I celebrated International Women’s Day with thousands of others yesterday at the WOW festival on London’s Southbank. The particular draw this year for me was Salma Hayek’s premier showing of her animated film The Prophet, a version of the best -selling book by Kahlil Gibran, after which she gave a talk and did a Q & A session with the audience in the Queen Elizabeth Hall.
There was something so refreshing to have a figure that is one of Hollywood’s most glamorous actresses talking about feminism and changing the world. I confess to not having known very much about Hayek and so did some research to discover that she started her own production company in order to provide films and TV shows together with roles that she felt the male dominated film world were denying women. She is also responsible for Ugly Betty – the hit TV series. She spent eight years trying to get Freda made and another eight to complete The Prophet which features a little girl finding her voice, such is the resistance to ‘female centred’ films. The film The Prophet is for all ages and charming yet she has failed to find a distributer for it in the UK. How depressing to think that all the public want is violence and action. She was told that a film about poetry and philosophy would not interest a young audience! Hayek also spoke passionately about the charity she is involved in called Chime for Change
Another Hollywood legend Jane Fonda stood up for feminism last week too at the International Conference on Masculinity in New York stating that ‘the most intractable problem that humanity faces is the problem of patriarchy,’. Predictably both women’s important critiques and comments were overshadowed in the Daily Mail write up by descriptions of their appearance and clothing.

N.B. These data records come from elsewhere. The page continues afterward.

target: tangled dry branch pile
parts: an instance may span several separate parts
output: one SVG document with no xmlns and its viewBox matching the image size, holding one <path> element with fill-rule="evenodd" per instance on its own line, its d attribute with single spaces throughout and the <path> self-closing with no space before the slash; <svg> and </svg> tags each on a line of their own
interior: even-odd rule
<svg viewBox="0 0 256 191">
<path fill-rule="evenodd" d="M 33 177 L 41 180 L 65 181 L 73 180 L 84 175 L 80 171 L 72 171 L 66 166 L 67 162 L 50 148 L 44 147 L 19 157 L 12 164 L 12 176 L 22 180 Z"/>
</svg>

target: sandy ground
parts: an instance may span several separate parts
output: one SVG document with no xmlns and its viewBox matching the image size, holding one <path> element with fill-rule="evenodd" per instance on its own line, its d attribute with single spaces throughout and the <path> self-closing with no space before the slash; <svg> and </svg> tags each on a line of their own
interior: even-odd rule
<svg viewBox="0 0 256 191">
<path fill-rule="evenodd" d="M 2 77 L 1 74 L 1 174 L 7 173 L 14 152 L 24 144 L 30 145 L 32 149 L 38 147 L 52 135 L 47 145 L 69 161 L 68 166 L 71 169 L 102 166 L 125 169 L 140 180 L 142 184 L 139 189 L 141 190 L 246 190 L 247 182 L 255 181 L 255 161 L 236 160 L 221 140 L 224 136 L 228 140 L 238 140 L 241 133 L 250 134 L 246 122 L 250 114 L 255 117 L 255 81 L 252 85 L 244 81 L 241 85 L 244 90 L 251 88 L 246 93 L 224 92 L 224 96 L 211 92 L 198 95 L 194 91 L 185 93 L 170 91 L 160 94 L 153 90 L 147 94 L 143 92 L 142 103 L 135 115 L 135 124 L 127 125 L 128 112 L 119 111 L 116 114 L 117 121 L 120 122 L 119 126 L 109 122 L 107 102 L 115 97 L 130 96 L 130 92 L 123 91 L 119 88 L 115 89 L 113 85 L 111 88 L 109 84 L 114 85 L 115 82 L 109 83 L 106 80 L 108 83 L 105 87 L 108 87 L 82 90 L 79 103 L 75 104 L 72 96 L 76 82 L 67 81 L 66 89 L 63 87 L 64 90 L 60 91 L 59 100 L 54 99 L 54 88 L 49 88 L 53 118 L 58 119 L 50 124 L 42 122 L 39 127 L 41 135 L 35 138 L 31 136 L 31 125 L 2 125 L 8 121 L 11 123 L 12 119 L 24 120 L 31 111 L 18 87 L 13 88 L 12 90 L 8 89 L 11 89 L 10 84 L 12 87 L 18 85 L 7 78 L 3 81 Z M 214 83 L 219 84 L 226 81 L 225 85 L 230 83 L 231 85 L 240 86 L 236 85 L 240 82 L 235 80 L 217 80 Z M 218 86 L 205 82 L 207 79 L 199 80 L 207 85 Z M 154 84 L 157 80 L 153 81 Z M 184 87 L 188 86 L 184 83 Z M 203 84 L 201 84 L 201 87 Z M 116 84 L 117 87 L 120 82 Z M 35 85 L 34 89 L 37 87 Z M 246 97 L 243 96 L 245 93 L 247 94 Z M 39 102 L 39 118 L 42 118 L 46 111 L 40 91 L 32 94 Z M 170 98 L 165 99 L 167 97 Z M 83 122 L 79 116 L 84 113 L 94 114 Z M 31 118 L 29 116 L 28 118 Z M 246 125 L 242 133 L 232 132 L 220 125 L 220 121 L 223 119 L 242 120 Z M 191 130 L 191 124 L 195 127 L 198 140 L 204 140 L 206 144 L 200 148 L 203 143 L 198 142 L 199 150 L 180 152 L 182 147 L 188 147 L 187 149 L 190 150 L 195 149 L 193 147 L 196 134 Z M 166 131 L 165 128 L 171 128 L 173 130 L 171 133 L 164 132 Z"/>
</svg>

One problem that feminism in the past has had is trying to effect change from the margins so to have a number of powerful insider women with huge influence publicly demanding change and an end to patriarchy is cause for celebration. No more having to bite your lip!
We hear a lot about choice amidst the numerous debates about women and their position in society. Women choose to go to work or stay at home, women choose to work part time, women choose to work in the sex trade, women choose to wear a veil…. If we start to add in the less obvious choices.. some women choose the have the daughters’ genitalia mutilated, Chinese women chose to bind their daughters feet, women choose to turn a blind eye to their partners abuse of their daughters, women chose marriage over careers until a few years ago….. the use of the word choice becomes less and less appropriate. Of course women did not choose to hand over all their property to their husbands upon marriage. Of course women in Saudi Arabia do not choose not to drive…
We choose available options… but the question is who makes them available and who and what determines the cultural and social discourse of the time – this can be material and, more powerfully ideological. Please can we recognise the discourse of freedom of choice for what it is – limiting.